Probing the weakly-bound neutron orbit of $^{31}$Ne with total reaction and one-neutron removal cross sections

TL;DR

This study uses reaction cross sections and momentum distributions to investigate the weakly-bound neutron orbit in $^{31}$Ne, providing insights into its spin-parity and structure as a neutron-halo nucleus.

Contribution

It demonstrates how reaction observables depend on the neutron's orbital angular momentum, aiding in determining the ground state properties of $^{31}$Ne.

Findings

Reaction cross sections vary with neutron orbital angular momentum.

Momentum distributions are sensitive to the neutron's orbital in $^{31}$Ne.
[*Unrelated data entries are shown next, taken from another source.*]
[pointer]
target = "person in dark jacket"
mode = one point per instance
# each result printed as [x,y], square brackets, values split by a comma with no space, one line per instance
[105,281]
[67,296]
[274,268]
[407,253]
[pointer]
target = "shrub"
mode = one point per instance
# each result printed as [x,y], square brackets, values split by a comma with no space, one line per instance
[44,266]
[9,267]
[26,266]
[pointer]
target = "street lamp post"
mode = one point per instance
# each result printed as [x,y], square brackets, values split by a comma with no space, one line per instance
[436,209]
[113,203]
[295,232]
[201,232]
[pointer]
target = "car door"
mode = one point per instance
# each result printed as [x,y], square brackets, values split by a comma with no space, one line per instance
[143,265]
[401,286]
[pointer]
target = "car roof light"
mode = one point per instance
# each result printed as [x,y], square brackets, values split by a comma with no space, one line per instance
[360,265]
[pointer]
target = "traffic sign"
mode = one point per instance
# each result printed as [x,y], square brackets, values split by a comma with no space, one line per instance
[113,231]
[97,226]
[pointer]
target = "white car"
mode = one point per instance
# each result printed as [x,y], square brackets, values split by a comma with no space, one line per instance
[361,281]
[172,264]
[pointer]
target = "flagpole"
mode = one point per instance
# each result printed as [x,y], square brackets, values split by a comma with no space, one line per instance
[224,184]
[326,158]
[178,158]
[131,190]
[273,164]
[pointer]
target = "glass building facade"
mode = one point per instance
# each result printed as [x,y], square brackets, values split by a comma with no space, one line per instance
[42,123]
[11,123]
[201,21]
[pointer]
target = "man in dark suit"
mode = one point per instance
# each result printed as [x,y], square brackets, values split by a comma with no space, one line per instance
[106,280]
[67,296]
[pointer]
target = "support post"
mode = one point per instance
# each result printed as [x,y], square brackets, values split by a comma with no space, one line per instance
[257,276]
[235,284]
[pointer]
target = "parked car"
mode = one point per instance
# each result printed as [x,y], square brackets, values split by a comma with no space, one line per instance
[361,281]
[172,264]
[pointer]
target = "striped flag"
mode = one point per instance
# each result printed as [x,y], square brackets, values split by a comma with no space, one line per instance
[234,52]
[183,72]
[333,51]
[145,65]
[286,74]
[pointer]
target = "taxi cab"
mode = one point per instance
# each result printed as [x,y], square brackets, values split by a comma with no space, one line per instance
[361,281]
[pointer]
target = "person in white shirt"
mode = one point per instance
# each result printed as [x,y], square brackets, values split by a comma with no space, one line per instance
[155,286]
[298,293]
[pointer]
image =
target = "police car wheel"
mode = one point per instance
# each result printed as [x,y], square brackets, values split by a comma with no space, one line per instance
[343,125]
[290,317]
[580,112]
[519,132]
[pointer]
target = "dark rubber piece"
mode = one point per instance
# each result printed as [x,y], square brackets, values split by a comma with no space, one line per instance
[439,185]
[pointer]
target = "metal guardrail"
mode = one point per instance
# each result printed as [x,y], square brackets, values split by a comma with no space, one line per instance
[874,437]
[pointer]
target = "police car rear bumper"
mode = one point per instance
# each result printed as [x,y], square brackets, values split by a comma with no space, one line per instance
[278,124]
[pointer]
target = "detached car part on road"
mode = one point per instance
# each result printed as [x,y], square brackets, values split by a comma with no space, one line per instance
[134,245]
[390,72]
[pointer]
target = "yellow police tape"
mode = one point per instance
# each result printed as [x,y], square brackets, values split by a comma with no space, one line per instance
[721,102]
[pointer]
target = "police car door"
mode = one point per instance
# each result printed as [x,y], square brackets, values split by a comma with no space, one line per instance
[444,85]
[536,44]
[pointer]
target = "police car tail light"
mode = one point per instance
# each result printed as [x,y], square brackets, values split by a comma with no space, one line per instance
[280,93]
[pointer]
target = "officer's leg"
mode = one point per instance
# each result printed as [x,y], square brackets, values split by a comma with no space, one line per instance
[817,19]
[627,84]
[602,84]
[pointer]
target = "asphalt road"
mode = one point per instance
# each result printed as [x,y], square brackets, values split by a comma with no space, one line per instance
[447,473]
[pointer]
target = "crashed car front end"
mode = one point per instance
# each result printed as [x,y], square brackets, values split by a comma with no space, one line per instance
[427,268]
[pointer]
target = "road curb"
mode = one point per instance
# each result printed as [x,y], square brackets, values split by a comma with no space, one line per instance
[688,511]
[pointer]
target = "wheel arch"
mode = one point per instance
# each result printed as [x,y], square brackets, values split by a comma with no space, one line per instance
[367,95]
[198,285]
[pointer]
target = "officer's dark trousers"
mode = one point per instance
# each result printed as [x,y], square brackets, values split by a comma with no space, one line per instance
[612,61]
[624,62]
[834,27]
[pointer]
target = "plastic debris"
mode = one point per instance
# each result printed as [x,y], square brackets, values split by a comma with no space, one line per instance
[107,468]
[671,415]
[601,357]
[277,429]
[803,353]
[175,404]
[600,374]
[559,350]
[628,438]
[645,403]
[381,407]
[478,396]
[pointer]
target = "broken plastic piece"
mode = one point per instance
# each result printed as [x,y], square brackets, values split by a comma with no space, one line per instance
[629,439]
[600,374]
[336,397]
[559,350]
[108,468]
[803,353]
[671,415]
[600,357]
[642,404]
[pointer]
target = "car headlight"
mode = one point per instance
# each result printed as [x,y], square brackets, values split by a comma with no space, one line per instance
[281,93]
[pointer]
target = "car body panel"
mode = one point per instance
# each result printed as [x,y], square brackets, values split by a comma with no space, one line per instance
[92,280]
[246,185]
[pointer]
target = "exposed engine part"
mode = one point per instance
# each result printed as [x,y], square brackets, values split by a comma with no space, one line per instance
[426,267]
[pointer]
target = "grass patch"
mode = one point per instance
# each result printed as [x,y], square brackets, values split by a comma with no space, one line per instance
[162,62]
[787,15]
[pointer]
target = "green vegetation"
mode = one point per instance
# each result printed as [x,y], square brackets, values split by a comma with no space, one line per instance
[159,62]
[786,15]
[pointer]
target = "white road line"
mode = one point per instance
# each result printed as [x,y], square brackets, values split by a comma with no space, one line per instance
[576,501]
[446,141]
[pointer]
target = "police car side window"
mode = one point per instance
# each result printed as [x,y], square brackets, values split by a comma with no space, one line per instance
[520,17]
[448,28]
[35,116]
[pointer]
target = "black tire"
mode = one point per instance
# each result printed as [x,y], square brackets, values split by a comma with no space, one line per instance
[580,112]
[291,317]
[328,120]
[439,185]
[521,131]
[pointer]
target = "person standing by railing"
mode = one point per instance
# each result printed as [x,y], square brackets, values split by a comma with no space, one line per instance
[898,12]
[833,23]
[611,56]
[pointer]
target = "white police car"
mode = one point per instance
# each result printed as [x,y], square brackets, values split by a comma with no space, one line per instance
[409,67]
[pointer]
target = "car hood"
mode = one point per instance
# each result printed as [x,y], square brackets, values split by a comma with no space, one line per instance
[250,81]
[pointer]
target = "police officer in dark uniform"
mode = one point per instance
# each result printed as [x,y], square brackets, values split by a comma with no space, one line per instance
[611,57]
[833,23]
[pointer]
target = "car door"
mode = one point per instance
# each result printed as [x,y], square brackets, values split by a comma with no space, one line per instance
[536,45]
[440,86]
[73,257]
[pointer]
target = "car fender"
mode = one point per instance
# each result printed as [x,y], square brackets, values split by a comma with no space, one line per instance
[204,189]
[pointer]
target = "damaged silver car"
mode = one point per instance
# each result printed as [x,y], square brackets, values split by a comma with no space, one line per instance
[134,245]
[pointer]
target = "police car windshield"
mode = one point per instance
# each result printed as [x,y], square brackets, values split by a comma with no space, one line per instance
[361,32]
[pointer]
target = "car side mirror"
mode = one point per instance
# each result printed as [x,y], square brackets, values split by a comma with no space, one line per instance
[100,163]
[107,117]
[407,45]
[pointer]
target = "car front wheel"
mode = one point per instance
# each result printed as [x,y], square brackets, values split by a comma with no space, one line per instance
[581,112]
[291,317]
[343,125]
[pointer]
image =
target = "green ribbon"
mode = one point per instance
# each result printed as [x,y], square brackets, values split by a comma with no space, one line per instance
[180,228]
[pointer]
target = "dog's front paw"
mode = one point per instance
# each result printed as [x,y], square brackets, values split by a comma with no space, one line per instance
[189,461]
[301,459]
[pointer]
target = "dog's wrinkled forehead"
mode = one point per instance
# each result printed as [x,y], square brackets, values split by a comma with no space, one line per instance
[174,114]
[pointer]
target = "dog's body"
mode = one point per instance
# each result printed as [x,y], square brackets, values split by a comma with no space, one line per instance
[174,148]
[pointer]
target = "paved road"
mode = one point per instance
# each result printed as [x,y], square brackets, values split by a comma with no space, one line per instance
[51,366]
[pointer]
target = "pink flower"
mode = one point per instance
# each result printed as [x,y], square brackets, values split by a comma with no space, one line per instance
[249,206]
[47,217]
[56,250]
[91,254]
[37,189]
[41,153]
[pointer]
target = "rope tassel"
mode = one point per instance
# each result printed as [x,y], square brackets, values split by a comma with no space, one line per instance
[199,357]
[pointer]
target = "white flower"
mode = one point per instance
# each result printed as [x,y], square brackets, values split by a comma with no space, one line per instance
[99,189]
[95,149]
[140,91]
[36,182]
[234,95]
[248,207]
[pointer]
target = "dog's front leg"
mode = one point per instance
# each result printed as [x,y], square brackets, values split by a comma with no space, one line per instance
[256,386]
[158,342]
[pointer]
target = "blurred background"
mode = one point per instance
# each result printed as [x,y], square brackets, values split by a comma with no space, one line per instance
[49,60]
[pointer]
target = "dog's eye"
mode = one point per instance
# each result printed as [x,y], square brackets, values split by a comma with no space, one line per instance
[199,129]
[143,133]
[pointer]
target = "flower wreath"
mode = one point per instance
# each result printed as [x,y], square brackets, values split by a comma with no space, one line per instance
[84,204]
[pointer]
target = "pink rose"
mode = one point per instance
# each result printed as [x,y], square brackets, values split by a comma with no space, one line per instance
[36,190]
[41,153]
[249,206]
Results support the neutron-halo nature of $^{31}$Ne.

Abstract

A candidate of a neutron-halo nucleus, $^{31}$Ne, contains a single neutron in the $pf$ shell. Within the Glauber and eikonal models, we analyze reactions used to study $^{31}$Ne. We show in a $^{30}$Ne+n model that the magnitudes of the total reaction and above all of the one-neutron removal cross sections of $^{31}$Ne on $^{12}$C and $^{208}$Pb targets strongly depend on the orbital angular momentum of the neutron, thereby providing us with efficient ways to determine both the spin-parity and structure of the ground state of $^{31}$Ne. Besides these inclusive observables, we also calculate energy and parallel-momentum distributions for the breakup of $^{31}$Ne, and show their strong dependence upon the orbital of the valence neutron in the bound state of $^{31}$Ne.